Et c’est là le premier grand virage pour Lanegan : une musique beaucoup plus dépouillée, plus acoustique que celle jouée avec les Trees ; et en cela, tout à fait raccord avec ses influences évoquées plus haut. S’il y a bien évidemment quelques lignes de guitares électriques ici et là, dès le superbe morceau inaugural “Mocking Birds”, c’est davantage l’ambiance “clair-obscure”, rageuse mais contenue, qui se dégage de l’album. La voix de Lanegan est, surtout rétrospectivement, encore fragile, pas toujours assurée mais elle parvient à monter sur des hauteurs inhabituelles, on pense particulièrement à “Wild Flowers”, l’une des chansons où il s’accompagne seul à la guitare (avec “Woe” et “I Love You Little Girl”). Au rayon des grandes réussites, notons “Down In The Dark”, sans doute la composition la plus “rock” (et réhaussée par les choeurs très reconnaissables de Cobain), ainsi que “Ugly Sunday”, eyt son, habillage feutré, entre arpèges soyeux et violons lancinants. Difficile enfin de ne pas mentionner l’incandescente “Where Did You Sleep Last Night”, reprise de LeadBelly et rescapée du fameux projet The Jury.

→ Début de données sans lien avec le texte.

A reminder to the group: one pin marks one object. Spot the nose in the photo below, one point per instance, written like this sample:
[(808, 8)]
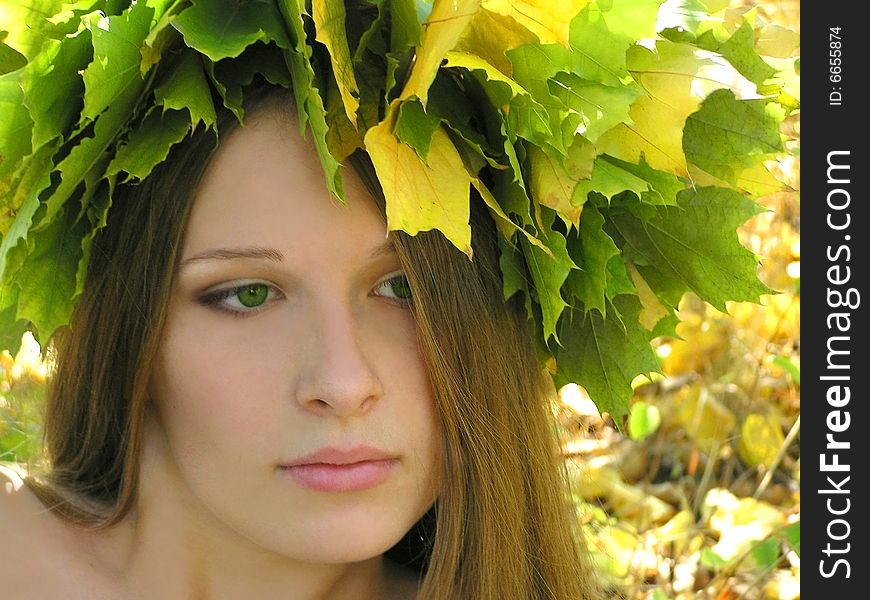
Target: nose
[(336, 376)]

The Winding Sheet est une oeuvre qui n’est pas dénuée de défauts, certains morceaux un peu anecdotiques, un “Juarez” aux paroles douteuses, mais il marque une vraie rupture pour Lanegan, et surtout une ouverture pour l’artiste américain, désireux de s’éloigner des Trees et plus généralement du rock alternatif américain. Dans ce sens, The Winding Sheet n’est pas un disque solo du leader d’un groupe de grunge (terme qui sera pleinement utilisé seulement 1 an plus tard), mais il initie une oeuvre profonde, introspective et baignant dans un folk-blues semi acoustique ombrageux mais jamais lugubre.


Un disque qui selon les dires de Dave Grohl, autre personnage important du rock américain, est “un des meilleurs albums jamais enregistrés et qui fût une énorme influence pour le Mtv Unplugged de Nirvana”. Un disque sorti presque trop tôt, le grunge acoustique n’ayant pas encore été inventé, et qui démontre la propension malheureuse de Lanegan à ne pas être au bon endroit au bon moment avec le bon disque, comme on vous l’expliquait pour l’excellent Sweet Oblivion. Et avec le recul, on ne peut que regretter que Lanegan n’ait pas accepté la proposition de Cobain à les rejoindre sur “Where Did You Sleep Last Night”**, histoire de bénéficier davantage et surtout plus tôt, un peu de cette reconnaissance qui a mis tant de temps à le fuir.


 


À écouter : “Mocking Birds”, “Woe”, “Undertow”, “Ugly Sunday”


 


*citations extraites de son autobiographie, "Sing Backwards and Weep".


**Cobain avait proposé à Lanegan d’accompagner Nirvana sur cette reprise lors de l'émission. Offre que Lanegan refusa poliment, arguant qu'il aurait trouvé étrange qu'un chanteur relativement inconnu vienne interpréter une chanson aux côtés du plus grand groupe du monde pendant une émission si populaire.